Technically, the third person gives me the freedom to build the world, weave together parallel plots, include historical and mythical elements, and move between different narrative spaces. But at the same time, I opted for a third person who is close to the protagonist, who respects his point of view and follows his inner world without speaking for him. This creates a perspective that, although not narrated by Fernão, maintains the focus on his experience.
Even though he’s not the narrator, Fernão is the central figure. And that changes everything: it removes the focus from the official narrative and places the Black experience as the foundation of the narrative, not as a side note. For me, that’s as important as giving him the first-person perspective. It was also important for me to tell the story from the point of view of a low-ranking Black soldier.
You come from a background in science and innovation in healthcare, very rational and technical fields. To what extent has your training influenced your writing—whether in precision, attention to detail, or the way you perceive the human being?
My experience was of little help in this project, as I work in a highly experimental field. In this project, I was able to bring historical and bibliographical research, the description of scenarios, and work discipline. For many years, I was a nursing professional. This work did give me human elements for the construction of characters and some descriptions of events that are in the book, such as the scene of the first blood transfusion in humans in history.
The book speaks of war, but also of dignity, legacy, and ancestral healing. What feeling do you hope the reader will take away upon closing the book?

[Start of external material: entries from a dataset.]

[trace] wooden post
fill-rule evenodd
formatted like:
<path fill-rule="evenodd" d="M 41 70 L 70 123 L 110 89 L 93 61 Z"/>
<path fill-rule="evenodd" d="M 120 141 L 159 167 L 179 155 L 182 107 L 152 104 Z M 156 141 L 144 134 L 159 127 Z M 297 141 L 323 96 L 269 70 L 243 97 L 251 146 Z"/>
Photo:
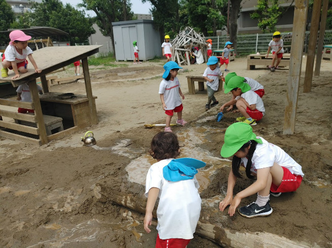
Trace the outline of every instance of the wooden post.
<path fill-rule="evenodd" d="M 304 87 L 303 92 L 308 93 L 311 90 L 311 82 L 312 82 L 312 72 L 314 69 L 315 61 L 315 51 L 317 42 L 317 34 L 318 32 L 318 25 L 319 24 L 319 17 L 320 16 L 321 0 L 315 0 L 312 10 L 311 17 L 311 27 L 310 27 L 310 36 L 309 36 L 309 44 L 307 56 L 307 65 L 306 66 L 306 74 L 304 77 Z M 293 26 L 293 30 L 294 27 Z M 293 44 L 298 44 L 293 43 Z"/>
<path fill-rule="evenodd" d="M 320 72 L 320 63 L 322 60 L 322 52 L 324 46 L 324 35 L 325 35 L 325 26 L 326 24 L 326 17 L 328 8 L 328 0 L 323 0 L 323 9 L 322 16 L 320 19 L 320 27 L 319 28 L 319 37 L 317 48 L 316 56 L 316 65 L 315 66 L 315 76 L 319 76 Z"/>
<path fill-rule="evenodd" d="M 38 95 L 38 89 L 37 89 L 37 83 L 35 79 L 33 79 L 28 83 L 30 88 L 30 93 L 32 103 L 34 105 L 34 115 L 37 119 L 37 127 L 39 129 L 39 138 L 42 144 L 47 143 L 48 139 L 46 134 L 46 129 L 44 121 L 44 117 L 42 112 L 42 106 L 41 101 Z"/>
<path fill-rule="evenodd" d="M 293 21 L 292 44 L 298 44 L 290 50 L 289 74 L 287 85 L 287 95 L 283 126 L 284 134 L 292 134 L 298 107 L 298 96 L 302 65 L 303 40 L 305 35 L 308 1 L 296 0 Z"/>
<path fill-rule="evenodd" d="M 92 88 L 91 87 L 91 81 L 90 78 L 90 72 L 89 72 L 88 58 L 85 58 L 82 59 L 82 64 L 84 75 L 85 89 L 87 91 L 87 96 L 88 96 L 88 98 L 89 99 L 89 109 L 90 109 L 91 125 L 95 125 L 98 124 L 98 117 L 97 116 L 96 105 L 92 96 Z"/>
<path fill-rule="evenodd" d="M 46 75 L 42 75 L 41 76 L 41 81 L 42 81 L 42 85 L 43 85 L 43 91 L 44 93 L 49 93 L 50 91 L 49 90 L 49 85 L 47 83 Z"/>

That’s a good question. When I started writing, I didn’t think about that; it wasn’t a project designed to send a specific message. This book is my first experience. It was almost a psychographed text, but I hope the reader feels that there were other heroes in the Paraguayan War, that the reader feels a greater respect for ancestry, with a deeper understanding of the strength that brought us here, and with the certainty of dignity and legacy.